Il teatro è sempre la Sicilia, come intuite dal titolo. E sempre la mafia la fa da padrona. Qui però non c’è nulla di già raccontato o già visto, sebbene sia davvero arduo dare un taglio originale su questo tema e con questo “sfondo”, con questi accenti ormai così noti e diffusi, anche nella letteratura più popolare.

Siamo negli anni 90, i protagonisti alcuni adolescenti; la provincia è quella di Messina, un paesino dei monti Nebrodi (c’è la nebbia, boschi incantati, dalle cime si vede il mare). Vale la pena di vederlo (e la pena è la consapevolezza che il racconto è solo un po’ romanzato rispetto alla cruda realtà) per una ragione semplice: ci ricorda di Giuseppe Di Matteo. È dedicato a lui, al quindicenne crudelmente ucciso da Cosa Nostra proprio in quel periodo come forma di ritorsione nei confronti del padre, un affiliato che dopo l’incarcerazione aveva deciso di collaborare con la giustizia. Giuseppe fu tenuto sequestrato più di due anni, poi strangolato e disciolto nell’acido. Credo che nessun italiano adulto abbia dimenticato quell’evento spaventoso. Ma nessun film prima d’ora aveva avuto il coraggio di rappresentare questa apoteosi di crudeltà. Non era semplice farlo, si rischiava di ripetere la cronaca romanzandola banalmente. Qui invece quel fatto così brutale diventa il tema di una favola noir, adatta persino a dei bambini, molto maturi però ed anche abituati alla cattiveria dei Fratelli Grimm.

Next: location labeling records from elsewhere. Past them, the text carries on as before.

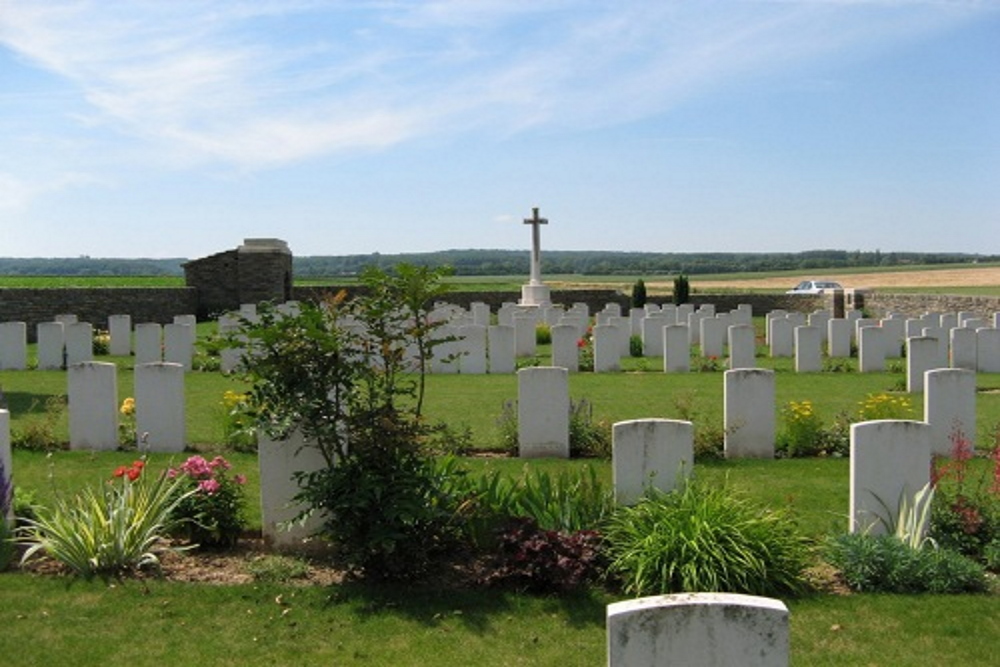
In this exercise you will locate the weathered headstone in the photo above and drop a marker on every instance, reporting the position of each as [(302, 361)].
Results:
[(472, 348), (279, 461), (501, 349), (79, 342), (120, 331), (923, 353), (178, 344), (650, 454), (13, 346), (148, 343), (159, 406), (749, 419), (698, 629), (51, 345), (742, 346), (676, 349), (890, 461), (808, 350), (950, 408), (565, 348), (93, 405), (543, 412)]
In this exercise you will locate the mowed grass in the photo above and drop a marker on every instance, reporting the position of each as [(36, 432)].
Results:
[(50, 620)]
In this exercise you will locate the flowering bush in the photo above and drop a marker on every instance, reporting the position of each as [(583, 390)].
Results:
[(802, 432), (213, 515), (126, 423), (965, 515), (237, 422), (111, 530), (884, 406)]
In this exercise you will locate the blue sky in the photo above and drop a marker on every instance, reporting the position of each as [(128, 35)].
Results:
[(177, 129)]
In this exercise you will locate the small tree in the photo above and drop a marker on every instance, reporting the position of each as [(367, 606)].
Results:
[(639, 294), (682, 290), (343, 373)]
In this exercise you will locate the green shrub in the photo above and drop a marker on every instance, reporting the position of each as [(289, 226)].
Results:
[(639, 294), (703, 538), (884, 564), (682, 289), (108, 531), (635, 347)]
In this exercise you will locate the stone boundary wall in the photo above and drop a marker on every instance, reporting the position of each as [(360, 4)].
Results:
[(95, 305), (878, 305), (596, 299)]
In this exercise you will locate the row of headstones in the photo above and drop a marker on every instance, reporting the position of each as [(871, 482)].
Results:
[(67, 341), (697, 628), (94, 412), (749, 407), (961, 341)]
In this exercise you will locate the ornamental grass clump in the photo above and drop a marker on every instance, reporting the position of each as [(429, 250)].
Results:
[(704, 538), (110, 530)]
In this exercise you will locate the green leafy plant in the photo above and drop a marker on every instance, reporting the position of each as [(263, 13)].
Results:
[(885, 564), (38, 434), (108, 531), (639, 294), (213, 512), (6, 512), (802, 429), (532, 559), (965, 515), (705, 538), (238, 429), (682, 289)]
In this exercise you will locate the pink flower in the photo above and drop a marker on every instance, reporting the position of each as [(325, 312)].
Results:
[(209, 486), (197, 466)]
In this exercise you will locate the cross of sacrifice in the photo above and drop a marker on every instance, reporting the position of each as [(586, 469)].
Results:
[(536, 246)]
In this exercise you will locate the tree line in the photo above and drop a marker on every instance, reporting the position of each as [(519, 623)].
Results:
[(515, 262)]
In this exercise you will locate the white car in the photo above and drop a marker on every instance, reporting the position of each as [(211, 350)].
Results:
[(814, 287)]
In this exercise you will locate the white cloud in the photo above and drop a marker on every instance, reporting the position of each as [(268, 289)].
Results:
[(261, 84)]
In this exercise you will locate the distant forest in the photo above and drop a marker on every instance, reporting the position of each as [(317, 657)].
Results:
[(516, 262)]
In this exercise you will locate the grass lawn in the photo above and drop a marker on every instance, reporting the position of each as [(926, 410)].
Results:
[(49, 620)]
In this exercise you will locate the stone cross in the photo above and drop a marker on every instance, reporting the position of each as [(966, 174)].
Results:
[(536, 245)]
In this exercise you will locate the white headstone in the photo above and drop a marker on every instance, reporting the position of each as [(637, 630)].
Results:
[(501, 344), (808, 350), (742, 346), (923, 354), (839, 337), (51, 345), (13, 346), (543, 412), (472, 347), (279, 460), (178, 344), (79, 342), (565, 351), (676, 349), (650, 454), (607, 347), (148, 343), (159, 406), (988, 350), (890, 461), (950, 408), (120, 330), (749, 419), (93, 405), (698, 630)]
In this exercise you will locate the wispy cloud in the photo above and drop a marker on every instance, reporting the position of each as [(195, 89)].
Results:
[(260, 84)]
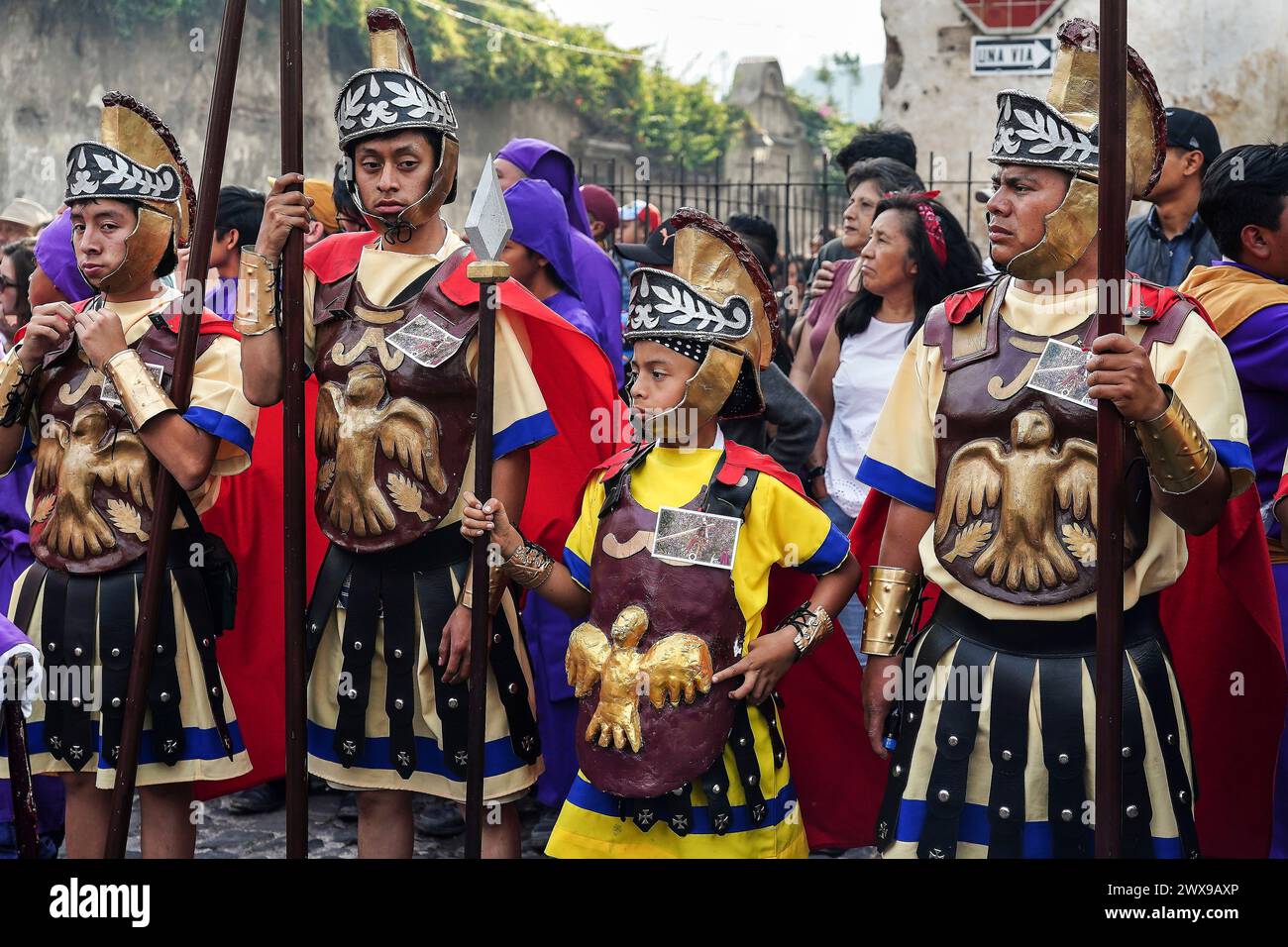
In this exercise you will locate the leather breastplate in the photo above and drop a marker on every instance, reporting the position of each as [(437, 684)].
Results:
[(678, 741), (393, 436), (91, 489), (1016, 470)]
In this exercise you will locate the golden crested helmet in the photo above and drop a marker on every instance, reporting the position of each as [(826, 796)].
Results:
[(387, 98), (1063, 131), (715, 307), (137, 158)]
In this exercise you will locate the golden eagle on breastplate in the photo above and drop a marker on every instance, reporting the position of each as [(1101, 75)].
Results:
[(1028, 478), (73, 460), (352, 421)]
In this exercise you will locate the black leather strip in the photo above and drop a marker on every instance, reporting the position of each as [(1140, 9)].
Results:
[(513, 688), (954, 740), (359, 643), (326, 591), (116, 620), (77, 648), (451, 701), (1008, 748), (1064, 753), (769, 710), (205, 634), (679, 804), (742, 741), (1157, 686), (398, 595), (1137, 812), (936, 641), (163, 693), (52, 625), (715, 785)]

E come in tutte le favole (anche per adulti) al centro c’è l’amore, un principe ed una principessa. Il bosco, una civetta, una madre fredda e crudele (non siciliana, ma svizzera, anaffettiva ed impietosa); il sogno che si sovrappone alla realtà, loro due (Luna e Giuseppe) soli contro tutti. Le stelle, l’acqua ed il mare: questi ultimi come simbolo di salvezza e di liberazione. A questi elementi fiabeschi, rappresentati da splendidi disegni, nella storia eseguiti da Luna, si sovrappone, in un costante richiamo alla realtà, a ciò che veramente è accaduto (per non dimenticare…), il racconto della Sicilia, dell’omertà, del disprezzo per gli “infami” che parlano con gli sbirri.

Una Sicilia splendida, una natura selvaggia: visioni (decontestualizzate) di templi della magna grecia in riva al mare. Che cosa era questa isola incantata prima della mafia. La cultura classica, che ancora le dà infinita bellezza, sopravvissuta alla inarrivabile cattiveria della mafia che non rispetta nulla, anche se dice di fondarsi sul rispetto. Non rispetta la giovinezza, la purezza dei sentimenti, la voglia di vivere. Scioglie nell’acido, distrugge materialmente. Vedrete però che non è la mafia a vincere; e nonostante sia tutto nero e la tensione sempre altissima e il dolore immanente, a vincere è la vita, il futuro, l’acqua, le onde, l’antica bellezza del tempio che è come un disinfettante su una ferita. Ad ogni modo: il film serve per non dimenticare qualcosa che proprio non va dimenticato. Se riuscite a trovarlo, prima o poi, fatelo.